1.) Design your thing in Sketch
2.) Code your thing in a text editor
3.) Port your code over to this new tool to see it rendered in Sketch?
Like I said. There's some value there (accounting for the changes between 1 & 2), but the workflow feels weird. Maybe someone from AirBnB design can jump in and enlighten me.
As with most misunderstandings/disagreements/arguments in the programming world, this confusion arises from people in different contexts using a tool for one purpose, but not realizing that other people are in different situations trying to achieve different goals with those same tools.

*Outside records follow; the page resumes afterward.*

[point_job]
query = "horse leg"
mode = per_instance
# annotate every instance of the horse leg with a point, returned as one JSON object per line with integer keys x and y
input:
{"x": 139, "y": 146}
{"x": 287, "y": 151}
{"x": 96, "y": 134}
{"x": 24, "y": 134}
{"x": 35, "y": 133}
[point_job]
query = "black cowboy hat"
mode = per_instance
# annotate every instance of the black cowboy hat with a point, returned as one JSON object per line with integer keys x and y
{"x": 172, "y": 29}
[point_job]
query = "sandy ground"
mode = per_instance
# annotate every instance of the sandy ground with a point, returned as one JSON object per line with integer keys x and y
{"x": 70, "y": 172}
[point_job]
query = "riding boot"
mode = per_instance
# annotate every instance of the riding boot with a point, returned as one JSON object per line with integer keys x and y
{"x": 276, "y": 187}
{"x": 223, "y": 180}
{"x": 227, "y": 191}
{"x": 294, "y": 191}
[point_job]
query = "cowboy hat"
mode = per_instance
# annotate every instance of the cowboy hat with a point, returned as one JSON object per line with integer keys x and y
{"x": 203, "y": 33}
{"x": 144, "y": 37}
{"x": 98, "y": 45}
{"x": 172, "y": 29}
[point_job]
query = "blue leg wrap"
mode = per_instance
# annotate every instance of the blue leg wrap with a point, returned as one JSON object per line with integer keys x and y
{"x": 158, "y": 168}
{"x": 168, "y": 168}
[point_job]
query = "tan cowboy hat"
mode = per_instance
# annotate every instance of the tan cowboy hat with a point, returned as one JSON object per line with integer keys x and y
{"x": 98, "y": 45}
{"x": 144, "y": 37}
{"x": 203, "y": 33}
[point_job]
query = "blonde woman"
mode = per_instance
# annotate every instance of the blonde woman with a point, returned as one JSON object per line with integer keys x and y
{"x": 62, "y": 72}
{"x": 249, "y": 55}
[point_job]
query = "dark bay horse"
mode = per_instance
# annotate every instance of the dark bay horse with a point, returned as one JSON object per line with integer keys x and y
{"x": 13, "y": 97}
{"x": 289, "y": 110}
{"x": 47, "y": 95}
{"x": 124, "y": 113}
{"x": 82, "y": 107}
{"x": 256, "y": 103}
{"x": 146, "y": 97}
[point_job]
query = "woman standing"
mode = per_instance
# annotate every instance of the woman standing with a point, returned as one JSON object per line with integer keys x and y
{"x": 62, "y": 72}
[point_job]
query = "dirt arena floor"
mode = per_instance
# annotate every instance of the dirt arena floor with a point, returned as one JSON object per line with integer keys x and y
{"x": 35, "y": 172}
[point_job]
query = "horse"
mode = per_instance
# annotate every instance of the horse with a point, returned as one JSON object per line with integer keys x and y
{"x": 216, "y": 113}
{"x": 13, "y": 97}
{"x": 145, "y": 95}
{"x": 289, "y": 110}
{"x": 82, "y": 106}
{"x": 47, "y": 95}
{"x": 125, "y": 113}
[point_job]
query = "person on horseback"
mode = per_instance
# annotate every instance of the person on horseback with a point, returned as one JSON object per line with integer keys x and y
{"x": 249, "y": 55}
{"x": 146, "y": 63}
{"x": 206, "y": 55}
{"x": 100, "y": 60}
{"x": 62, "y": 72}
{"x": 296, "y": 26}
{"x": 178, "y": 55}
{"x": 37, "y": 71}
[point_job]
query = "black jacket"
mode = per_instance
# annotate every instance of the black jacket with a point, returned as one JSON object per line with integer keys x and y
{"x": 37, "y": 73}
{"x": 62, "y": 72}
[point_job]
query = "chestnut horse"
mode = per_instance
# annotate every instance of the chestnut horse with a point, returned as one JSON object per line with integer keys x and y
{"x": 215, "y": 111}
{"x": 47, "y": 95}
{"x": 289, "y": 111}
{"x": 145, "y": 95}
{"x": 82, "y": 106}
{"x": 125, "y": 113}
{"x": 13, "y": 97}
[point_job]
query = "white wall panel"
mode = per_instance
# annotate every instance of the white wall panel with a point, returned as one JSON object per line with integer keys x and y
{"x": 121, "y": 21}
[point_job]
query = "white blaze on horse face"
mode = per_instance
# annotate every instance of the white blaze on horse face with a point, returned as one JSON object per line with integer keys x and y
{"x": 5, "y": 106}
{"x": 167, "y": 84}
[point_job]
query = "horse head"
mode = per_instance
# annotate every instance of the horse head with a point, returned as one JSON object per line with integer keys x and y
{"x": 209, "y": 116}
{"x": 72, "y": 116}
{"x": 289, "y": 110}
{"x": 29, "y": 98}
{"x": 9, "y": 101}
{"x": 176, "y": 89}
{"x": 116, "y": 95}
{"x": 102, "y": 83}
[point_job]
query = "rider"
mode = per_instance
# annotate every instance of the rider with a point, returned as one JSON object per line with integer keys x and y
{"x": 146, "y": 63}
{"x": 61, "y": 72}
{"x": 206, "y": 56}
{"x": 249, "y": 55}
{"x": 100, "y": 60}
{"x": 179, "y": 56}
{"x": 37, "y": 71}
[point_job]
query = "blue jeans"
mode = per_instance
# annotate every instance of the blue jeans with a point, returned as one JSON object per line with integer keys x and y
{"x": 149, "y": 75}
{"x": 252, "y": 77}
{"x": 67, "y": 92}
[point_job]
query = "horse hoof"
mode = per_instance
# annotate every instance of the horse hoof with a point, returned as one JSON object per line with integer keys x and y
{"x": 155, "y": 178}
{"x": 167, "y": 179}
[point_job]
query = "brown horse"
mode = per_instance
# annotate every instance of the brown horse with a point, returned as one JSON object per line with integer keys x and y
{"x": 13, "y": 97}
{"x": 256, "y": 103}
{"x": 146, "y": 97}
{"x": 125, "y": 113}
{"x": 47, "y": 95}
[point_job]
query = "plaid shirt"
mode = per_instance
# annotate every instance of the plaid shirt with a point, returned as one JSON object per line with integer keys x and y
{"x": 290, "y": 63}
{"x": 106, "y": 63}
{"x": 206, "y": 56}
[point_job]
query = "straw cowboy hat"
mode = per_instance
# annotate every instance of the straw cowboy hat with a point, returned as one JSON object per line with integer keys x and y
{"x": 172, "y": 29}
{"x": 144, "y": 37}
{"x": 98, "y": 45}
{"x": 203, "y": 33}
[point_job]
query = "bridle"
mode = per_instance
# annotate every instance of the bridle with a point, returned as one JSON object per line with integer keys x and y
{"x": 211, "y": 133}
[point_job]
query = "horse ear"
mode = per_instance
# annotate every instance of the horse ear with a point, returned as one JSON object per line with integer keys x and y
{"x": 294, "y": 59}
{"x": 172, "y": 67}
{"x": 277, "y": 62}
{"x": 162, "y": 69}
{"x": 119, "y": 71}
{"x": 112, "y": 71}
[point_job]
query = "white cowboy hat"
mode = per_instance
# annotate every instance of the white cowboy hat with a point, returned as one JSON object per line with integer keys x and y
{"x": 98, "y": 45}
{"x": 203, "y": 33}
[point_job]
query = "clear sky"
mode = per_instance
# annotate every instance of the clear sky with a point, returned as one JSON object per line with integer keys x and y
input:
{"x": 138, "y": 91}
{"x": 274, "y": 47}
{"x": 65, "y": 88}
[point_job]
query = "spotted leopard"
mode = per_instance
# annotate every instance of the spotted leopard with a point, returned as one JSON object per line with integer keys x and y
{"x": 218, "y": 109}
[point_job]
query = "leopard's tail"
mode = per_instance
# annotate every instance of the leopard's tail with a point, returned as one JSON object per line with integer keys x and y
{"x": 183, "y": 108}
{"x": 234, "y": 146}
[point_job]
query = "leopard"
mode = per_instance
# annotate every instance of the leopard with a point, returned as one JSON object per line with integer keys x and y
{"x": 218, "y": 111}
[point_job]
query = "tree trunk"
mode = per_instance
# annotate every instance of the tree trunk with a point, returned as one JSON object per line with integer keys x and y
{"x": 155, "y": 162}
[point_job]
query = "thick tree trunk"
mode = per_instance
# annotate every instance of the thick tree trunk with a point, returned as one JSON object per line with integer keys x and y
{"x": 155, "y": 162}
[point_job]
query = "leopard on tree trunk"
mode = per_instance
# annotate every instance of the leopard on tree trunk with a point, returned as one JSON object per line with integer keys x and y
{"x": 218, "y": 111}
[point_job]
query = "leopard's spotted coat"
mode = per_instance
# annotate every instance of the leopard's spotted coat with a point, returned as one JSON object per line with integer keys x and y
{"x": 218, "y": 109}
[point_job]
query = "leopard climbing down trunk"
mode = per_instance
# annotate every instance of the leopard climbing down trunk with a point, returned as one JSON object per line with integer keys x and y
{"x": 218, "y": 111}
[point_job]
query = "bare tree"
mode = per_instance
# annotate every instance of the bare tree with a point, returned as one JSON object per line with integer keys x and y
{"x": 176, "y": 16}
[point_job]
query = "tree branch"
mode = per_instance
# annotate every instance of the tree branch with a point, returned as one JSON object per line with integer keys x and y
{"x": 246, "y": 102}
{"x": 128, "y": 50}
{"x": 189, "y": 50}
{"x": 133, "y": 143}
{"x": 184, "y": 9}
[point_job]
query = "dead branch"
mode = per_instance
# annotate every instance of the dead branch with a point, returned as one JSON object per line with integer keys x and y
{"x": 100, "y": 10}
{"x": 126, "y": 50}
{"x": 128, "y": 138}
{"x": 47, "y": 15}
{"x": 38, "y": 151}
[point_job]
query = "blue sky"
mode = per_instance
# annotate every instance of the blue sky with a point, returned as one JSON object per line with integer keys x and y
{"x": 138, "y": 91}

(Specifically, if you are an agency or freelance designer/developer, and you are building a bunch of different sites, then this tool does not serve any useful purpose... but if you have an underlying "design system" and a large company with lots of different products all sharing the same basic design, and a large team to go with it,then this starts to make a lot more sense.)
I do think that design systems can be helpful for smaller, or even 1 person teams as well. It helps you to apply meaningful constrains for your design and reuse common components across the product to shorten development times.
With the library we have both designers and developers can construct completely new views or modifications fairly fast. https://twitter.com/karrisaarinen/status/849733176150773761
Where the React-Sketchapp comes in is help us to keep the system up to date for designers, and in the future build other tools that can help the design workflow.